Intensivists are trained pragmatists. Our work is highly cerebral yet very clinical. I wasn’t a novice to suffering or death, encountering this daily in the time I’ve worked in the intensive care unit (ICU) in Sydney. What was hard to swallow was the volume I was exposed to in Yemen at the height of the first wave of COVID-19 in the country, a relentless stream of misery and loss, without reprieve. With each death it felt like a piece of me died too. Over time my heart felt, not unlike when you fall asleep on your arm, a heavy, detached limb, which you try to massage back to life.
The eye of the storm
I was part of the team working in a COVID-19 treatment centre run by Médecins Sans Frontières / Doctors Without Borders (MSF). The daily ward round in our hospital felt punishing to a degree I’ve never experienced before. Row upon row of patients suffocating, gasping for breath and groaning with distress. A cacophony of voices from our Yemeni doctors and nurses yelling “Oxygen! Oxygen!” and our team of porters rushing to the bedsides of patients to change over empty oxygen cylinders.
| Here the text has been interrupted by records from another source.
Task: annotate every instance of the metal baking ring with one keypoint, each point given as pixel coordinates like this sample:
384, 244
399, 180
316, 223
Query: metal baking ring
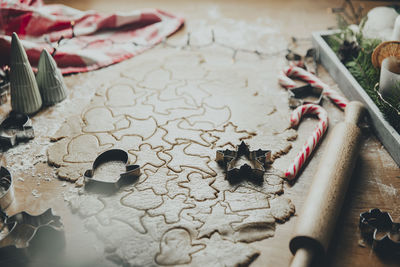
6, 182
131, 174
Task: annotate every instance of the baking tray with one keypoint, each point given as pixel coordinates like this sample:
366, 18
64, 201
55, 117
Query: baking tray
389, 137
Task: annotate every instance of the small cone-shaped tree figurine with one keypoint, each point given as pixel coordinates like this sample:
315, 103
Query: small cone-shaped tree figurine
25, 95
50, 81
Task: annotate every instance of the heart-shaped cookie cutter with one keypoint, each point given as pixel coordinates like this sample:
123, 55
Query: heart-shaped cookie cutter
258, 158
17, 127
6, 188
131, 174
378, 227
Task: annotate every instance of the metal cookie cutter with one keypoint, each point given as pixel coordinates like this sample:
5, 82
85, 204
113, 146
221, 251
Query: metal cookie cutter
105, 158
257, 158
298, 96
15, 128
6, 188
24, 235
378, 227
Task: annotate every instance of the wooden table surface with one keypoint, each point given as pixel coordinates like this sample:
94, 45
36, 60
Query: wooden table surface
376, 179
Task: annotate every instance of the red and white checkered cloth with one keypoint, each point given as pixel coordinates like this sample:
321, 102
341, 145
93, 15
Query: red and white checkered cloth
90, 40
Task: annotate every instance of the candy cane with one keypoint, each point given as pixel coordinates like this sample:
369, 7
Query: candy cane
312, 141
297, 72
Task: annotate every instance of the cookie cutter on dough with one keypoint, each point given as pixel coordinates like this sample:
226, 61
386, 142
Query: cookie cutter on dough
378, 227
17, 127
255, 173
6, 188
23, 234
298, 96
131, 174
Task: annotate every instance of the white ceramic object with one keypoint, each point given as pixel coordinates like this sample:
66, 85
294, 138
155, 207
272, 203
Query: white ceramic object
389, 82
50, 81
25, 95
396, 30
380, 22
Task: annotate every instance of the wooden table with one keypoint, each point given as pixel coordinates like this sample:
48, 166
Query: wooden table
376, 180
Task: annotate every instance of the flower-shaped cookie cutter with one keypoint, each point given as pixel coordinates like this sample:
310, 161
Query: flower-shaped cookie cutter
24, 234
257, 158
378, 227
6, 188
17, 127
299, 95
106, 186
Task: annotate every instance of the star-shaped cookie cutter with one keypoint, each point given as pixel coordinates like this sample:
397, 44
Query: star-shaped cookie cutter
258, 158
378, 227
6, 188
24, 234
101, 186
17, 127
298, 96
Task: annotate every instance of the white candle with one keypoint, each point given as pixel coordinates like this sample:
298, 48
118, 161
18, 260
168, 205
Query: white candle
389, 82
396, 30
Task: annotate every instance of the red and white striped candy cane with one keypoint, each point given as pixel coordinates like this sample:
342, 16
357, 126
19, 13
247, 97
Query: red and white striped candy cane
312, 141
297, 72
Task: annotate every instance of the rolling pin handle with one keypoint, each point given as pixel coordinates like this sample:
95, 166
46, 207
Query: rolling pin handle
303, 257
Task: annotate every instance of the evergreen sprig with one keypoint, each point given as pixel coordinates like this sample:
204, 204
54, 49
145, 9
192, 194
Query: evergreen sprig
365, 73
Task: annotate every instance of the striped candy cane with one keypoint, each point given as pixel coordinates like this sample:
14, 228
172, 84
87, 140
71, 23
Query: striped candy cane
297, 72
312, 141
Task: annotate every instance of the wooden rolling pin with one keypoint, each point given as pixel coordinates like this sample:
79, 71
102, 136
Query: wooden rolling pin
321, 209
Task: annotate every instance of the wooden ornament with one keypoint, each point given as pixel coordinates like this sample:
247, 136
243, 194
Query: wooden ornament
25, 96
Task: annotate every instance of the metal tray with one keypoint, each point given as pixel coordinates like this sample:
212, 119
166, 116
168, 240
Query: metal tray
389, 137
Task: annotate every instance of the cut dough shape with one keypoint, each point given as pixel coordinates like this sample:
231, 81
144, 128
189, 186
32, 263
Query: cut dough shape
142, 200
220, 252
143, 128
146, 154
282, 208
200, 188
176, 248
98, 120
171, 208
229, 135
181, 159
157, 181
175, 134
246, 199
173, 112
219, 220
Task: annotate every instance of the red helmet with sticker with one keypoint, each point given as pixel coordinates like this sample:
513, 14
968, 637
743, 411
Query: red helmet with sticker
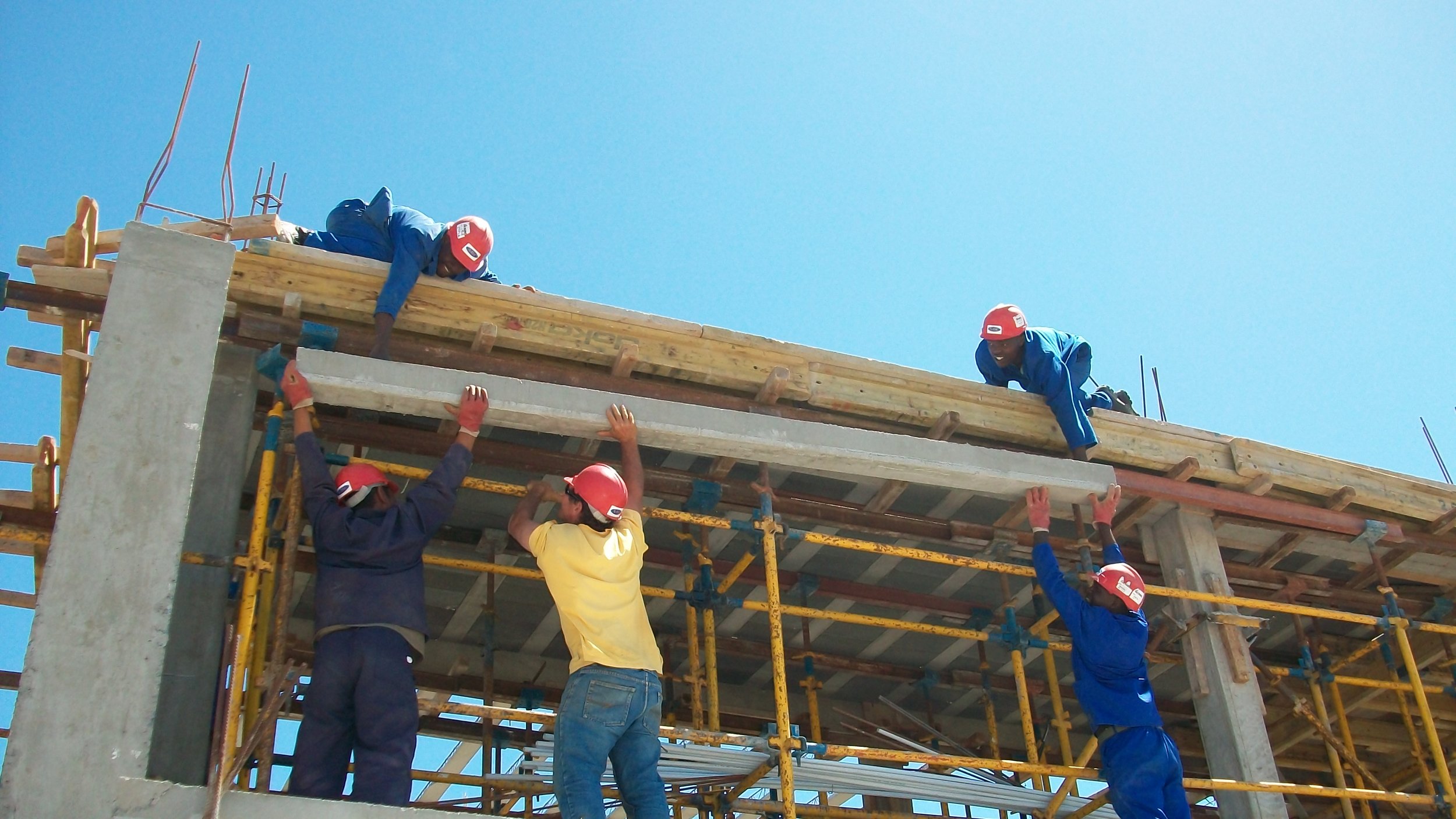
353, 483
1125, 583
1005, 321
471, 241
603, 490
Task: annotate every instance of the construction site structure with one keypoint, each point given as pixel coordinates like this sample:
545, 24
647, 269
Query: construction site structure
837, 573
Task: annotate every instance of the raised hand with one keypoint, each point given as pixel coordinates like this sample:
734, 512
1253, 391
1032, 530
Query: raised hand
1105, 509
473, 404
1038, 507
296, 388
621, 423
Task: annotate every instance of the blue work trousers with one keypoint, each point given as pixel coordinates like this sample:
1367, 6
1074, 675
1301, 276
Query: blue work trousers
356, 231
1081, 369
362, 701
1145, 774
609, 715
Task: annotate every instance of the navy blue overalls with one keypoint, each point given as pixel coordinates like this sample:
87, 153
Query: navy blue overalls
372, 582
1055, 366
1139, 760
402, 236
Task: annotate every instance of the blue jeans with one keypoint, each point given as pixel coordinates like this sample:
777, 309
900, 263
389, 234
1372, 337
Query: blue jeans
1145, 774
362, 700
1081, 369
609, 715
In Aden, Yemen, we were in the eye of the storm, the COVID-19 treatment centre bursting at the seams. Fear of the virus had permeated through Aden city and other hospitals refused to treat any patients with respiratory symptoms.
With nowhere else to turn, many travelled hours to get to our facility, an hour’s drive from the heart of the city. We had 32 beds in our inpatient unit and a seven-bed ICU, which filled within days of opening.
Limited supplies
Limited access to essential drugs and equipment created immense difficulties. Our team desperately tried to source supplies: nearly impossible with the grounding of flights and the closure of many international borders. With no access to liquid oxygen, we had to use bulky oxygen cylinders, more than 250 per day, to treat the patients.
In a country already fractured by war, a collapsed healthcare system and widespread poverty, the work felt insurmountable and very quickly the tide overwhelmed us. Without any of the sophisticated technology or therapies I’m used to in my well-resourced ICU in Sydney, we had to go back to basics: relying mostly on clinical judgement and the few pieces of monitoring equipment we had.